Hi.
I wrote this sitemap parser as a way to learn more about Nim and it's ecosystem.
I would appreciate a code review and some general feedback, if anyone has time. Also it may be useful someone out there.
https://github.com/coneonthefloor/nim-sitemap-parser
Thank you,
Brian
Looking at the code there are a few things I'd suggest although relatively opinionated.
Modules imported from stdlib should be prefixed with std/[a, b, c,].

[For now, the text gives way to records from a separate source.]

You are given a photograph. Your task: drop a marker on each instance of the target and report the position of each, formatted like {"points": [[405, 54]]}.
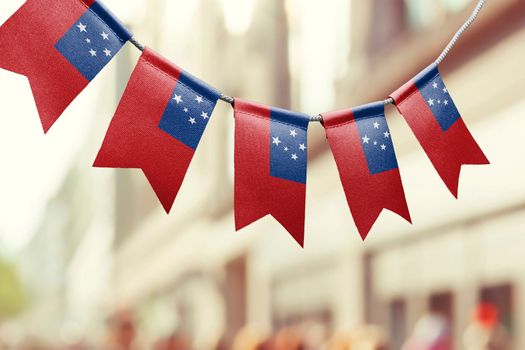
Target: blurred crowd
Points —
{"points": [[431, 332]]}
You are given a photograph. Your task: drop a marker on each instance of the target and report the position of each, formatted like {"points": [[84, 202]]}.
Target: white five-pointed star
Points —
{"points": [[82, 27], [178, 99]]}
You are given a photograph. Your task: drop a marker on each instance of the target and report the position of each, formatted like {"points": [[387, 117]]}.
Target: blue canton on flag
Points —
{"points": [[375, 138], [189, 110], [435, 93], [93, 40], [288, 148]]}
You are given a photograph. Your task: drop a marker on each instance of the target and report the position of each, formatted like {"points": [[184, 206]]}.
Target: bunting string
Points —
{"points": [[159, 133]]}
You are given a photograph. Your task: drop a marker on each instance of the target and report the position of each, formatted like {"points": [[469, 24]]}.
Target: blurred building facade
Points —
{"points": [[190, 271]]}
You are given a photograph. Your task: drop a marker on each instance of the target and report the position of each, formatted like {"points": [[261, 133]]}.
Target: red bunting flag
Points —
{"points": [[433, 117], [270, 166], [60, 45], [362, 146], [158, 124]]}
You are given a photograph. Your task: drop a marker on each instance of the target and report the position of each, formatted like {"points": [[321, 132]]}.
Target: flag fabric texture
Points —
{"points": [[270, 166], [430, 112], [158, 124], [60, 45], [363, 150]]}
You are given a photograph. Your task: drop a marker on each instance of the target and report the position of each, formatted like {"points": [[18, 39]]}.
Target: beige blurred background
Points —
{"points": [[89, 258]]}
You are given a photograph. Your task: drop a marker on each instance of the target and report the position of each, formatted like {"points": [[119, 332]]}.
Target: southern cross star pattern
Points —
{"points": [[376, 141], [288, 152], [90, 43], [438, 100], [189, 110]]}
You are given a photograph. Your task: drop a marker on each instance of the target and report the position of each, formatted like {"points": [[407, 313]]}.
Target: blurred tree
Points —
{"points": [[12, 296]]}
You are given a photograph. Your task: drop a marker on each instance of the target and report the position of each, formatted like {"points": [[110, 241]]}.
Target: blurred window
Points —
{"points": [[398, 331], [426, 13], [502, 298]]}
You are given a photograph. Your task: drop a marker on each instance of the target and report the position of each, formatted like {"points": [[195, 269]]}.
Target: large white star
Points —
{"points": [[177, 98], [83, 28]]}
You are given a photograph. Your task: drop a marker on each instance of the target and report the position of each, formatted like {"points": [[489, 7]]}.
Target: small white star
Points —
{"points": [[82, 27], [177, 98]]}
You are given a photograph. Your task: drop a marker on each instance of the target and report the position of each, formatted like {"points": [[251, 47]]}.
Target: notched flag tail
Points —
{"points": [[158, 124], [270, 166], [430, 112], [363, 150], [60, 45]]}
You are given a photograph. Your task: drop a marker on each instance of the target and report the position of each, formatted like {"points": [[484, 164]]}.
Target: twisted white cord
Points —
{"points": [[461, 30]]}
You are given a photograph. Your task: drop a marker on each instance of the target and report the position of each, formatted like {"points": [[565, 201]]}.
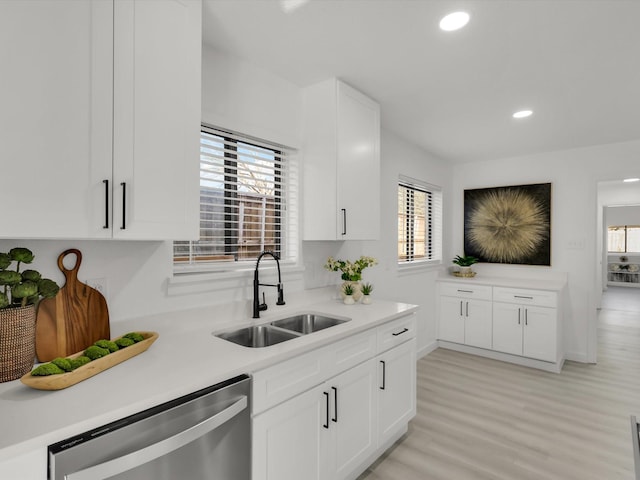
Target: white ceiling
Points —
{"points": [[575, 63]]}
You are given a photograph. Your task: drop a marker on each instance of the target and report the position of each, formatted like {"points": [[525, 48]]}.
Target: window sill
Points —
{"points": [[188, 281], [417, 268]]}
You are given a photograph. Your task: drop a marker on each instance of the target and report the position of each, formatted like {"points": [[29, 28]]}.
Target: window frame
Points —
{"points": [[626, 236], [433, 224], [285, 210]]}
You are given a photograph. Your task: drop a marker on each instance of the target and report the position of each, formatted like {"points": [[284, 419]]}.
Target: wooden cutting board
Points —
{"points": [[74, 319]]}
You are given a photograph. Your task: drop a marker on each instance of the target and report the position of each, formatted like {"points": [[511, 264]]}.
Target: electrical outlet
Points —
{"points": [[99, 284]]}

proc hasURLSet(sitemapContent: string): bool =
let doc = q(sitemapContent)
let urlset = doc.select("urlset")
return len(urlset) > 0
Is 'better' written as
proc hasURLSet(sitemapContent: string): bool =
let doc = q(sitemapContent)
doc.select("urlset").len > 0
There is a error template inside std/logging so you do not need to do log(lvlError,... you can just do error(...).

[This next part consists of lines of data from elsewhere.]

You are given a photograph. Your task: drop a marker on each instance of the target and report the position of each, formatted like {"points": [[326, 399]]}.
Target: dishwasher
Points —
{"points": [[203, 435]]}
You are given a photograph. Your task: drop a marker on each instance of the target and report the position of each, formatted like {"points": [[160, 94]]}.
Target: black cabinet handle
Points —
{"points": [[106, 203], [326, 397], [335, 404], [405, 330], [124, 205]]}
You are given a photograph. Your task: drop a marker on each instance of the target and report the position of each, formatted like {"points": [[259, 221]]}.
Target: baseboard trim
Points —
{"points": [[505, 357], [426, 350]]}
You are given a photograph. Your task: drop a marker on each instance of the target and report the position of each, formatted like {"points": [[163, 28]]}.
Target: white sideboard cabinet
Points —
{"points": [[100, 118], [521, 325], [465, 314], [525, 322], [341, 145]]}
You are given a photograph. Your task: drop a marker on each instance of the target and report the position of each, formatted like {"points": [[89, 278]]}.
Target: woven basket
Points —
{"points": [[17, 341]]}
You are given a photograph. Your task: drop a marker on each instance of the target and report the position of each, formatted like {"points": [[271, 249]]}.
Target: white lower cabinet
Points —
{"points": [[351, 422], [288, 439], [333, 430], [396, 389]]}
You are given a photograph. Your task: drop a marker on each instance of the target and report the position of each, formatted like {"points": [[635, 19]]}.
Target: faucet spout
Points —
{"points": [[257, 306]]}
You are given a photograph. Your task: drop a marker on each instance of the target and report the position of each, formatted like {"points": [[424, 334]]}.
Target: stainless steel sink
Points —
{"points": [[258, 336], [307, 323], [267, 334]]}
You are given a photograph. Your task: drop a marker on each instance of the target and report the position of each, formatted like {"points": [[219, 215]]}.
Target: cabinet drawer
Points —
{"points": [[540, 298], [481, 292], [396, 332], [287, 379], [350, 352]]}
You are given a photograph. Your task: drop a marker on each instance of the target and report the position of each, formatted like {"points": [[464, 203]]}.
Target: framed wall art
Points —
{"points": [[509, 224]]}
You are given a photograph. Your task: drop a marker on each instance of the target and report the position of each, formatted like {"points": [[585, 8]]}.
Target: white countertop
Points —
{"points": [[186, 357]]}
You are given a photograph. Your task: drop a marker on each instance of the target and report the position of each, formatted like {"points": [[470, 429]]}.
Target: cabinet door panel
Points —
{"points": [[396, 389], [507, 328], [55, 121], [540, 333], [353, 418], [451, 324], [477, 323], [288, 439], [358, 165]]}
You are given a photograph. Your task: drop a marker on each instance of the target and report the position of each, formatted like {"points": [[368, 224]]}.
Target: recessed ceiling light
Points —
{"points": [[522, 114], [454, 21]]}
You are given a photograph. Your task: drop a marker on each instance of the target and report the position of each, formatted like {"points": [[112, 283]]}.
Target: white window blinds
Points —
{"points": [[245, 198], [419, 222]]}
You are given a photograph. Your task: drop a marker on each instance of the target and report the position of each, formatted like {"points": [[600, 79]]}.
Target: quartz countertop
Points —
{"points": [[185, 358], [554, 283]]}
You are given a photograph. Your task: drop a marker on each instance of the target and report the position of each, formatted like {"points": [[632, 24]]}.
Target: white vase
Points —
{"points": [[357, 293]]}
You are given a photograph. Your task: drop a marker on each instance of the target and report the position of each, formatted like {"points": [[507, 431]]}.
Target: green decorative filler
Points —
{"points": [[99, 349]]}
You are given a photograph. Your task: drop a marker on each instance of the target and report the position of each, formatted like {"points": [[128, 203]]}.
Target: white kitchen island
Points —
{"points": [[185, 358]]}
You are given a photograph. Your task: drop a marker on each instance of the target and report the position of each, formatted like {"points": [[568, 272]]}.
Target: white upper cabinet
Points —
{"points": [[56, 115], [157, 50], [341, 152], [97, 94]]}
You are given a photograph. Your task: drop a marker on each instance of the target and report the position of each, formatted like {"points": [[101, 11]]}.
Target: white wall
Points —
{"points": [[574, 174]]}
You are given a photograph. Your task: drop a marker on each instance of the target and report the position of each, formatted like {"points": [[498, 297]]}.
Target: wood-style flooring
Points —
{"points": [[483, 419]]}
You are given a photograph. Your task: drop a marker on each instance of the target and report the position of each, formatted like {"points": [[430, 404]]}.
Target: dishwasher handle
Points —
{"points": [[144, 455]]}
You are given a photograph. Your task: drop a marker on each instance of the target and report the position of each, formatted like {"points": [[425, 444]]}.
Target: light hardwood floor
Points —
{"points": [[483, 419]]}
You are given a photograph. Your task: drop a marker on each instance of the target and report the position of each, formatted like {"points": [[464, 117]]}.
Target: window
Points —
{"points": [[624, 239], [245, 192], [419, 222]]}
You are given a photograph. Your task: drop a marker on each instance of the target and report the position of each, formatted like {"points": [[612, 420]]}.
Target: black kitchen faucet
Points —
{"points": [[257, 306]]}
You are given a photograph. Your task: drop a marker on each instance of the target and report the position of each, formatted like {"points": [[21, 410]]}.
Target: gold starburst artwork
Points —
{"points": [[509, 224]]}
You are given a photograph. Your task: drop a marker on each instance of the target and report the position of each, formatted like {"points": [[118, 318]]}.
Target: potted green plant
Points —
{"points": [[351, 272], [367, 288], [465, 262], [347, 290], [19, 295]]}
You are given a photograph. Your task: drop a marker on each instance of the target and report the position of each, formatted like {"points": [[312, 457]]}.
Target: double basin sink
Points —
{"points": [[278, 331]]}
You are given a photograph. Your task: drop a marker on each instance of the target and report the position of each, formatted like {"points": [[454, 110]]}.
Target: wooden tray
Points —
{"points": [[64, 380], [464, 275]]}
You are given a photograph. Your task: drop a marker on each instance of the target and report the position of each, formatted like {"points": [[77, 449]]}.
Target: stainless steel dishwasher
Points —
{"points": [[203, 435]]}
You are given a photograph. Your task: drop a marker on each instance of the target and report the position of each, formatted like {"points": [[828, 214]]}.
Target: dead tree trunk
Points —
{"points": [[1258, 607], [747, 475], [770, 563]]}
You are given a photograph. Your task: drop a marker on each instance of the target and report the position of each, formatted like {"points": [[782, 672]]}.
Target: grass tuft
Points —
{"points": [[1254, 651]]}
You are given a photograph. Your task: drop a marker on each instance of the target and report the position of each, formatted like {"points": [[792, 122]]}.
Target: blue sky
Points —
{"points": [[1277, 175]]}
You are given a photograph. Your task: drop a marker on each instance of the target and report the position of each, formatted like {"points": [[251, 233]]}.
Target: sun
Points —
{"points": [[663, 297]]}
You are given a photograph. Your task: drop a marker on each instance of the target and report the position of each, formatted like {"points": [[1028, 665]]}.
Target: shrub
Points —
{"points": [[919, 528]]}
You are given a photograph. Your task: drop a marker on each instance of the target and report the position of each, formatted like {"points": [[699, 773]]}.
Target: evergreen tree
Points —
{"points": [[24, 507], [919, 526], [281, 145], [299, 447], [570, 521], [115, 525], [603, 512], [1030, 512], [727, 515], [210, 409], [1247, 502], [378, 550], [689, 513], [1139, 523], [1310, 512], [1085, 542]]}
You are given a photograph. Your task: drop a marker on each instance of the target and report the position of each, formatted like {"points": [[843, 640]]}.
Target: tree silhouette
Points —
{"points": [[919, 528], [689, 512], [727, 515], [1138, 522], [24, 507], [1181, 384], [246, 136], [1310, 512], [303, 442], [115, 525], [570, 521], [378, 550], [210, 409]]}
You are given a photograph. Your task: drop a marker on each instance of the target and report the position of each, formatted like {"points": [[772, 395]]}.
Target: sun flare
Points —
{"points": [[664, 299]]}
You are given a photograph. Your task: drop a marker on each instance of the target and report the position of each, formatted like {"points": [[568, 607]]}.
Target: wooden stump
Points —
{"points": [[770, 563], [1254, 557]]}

len(x) is pretty bleh x.len is more idiomatic.
I'd suggest using dot syntax whenever you want something to look like it would in OOP, or if it's a property. For example:
var player = getPlayer("Robert")
player.kill()
# kill(player)
# ^ This wouldn't be as idiomatic since this is an action on the player, and in OOP would be a method on a Player class
echo "Killed player " & player.fullName
# echo "Killed player " & fullName(player)

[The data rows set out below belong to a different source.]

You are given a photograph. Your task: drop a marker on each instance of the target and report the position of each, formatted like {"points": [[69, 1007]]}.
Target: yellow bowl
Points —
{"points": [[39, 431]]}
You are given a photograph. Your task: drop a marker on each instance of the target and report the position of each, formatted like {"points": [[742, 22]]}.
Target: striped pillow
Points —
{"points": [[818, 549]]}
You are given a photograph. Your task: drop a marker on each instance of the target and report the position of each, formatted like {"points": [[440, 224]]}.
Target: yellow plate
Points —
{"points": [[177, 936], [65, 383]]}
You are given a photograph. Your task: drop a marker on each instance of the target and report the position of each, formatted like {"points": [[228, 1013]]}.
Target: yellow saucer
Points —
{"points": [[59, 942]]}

# ^ Assuming fullName is a proc that combines a player's first and last name but basically acts like a computed property, using a dot accessor without trailing () would make sense
# Keep in mind that object fields (not procs) need to use a dot accessor regardless, since they are not procs and cannot be called
In Nim, there are multiple styles for calling procs:
# Classic C-like
doThing(obj)
# Command-style (or whatever you want to call it), used often for `echo`
doThing obj
# OOP-style (the value on the left of the dot is fed to the proc as its first argument)
obj.doThing()
# Property-style (the value on the left of the dot is fed to the proc as its first and only argument)
obj.doThing
Different styles make sense for different contexts, and your own style preferences. I personally never use the command style outside of logging procs like echo.
Given these rules, you can do weird things like this:
"some text".uppercase().echo
# Would print "SOME TEXT"
# Equivalent to
echo(uppercase("some text"))
# or
echo("some text".uppercase)
# or any other combination of syntax
None of these styles are semantically significant, they all do the same things. The dot syntax can be helpful for things that would otherwise require nesting calls, but it's still just the same as calling with any other style.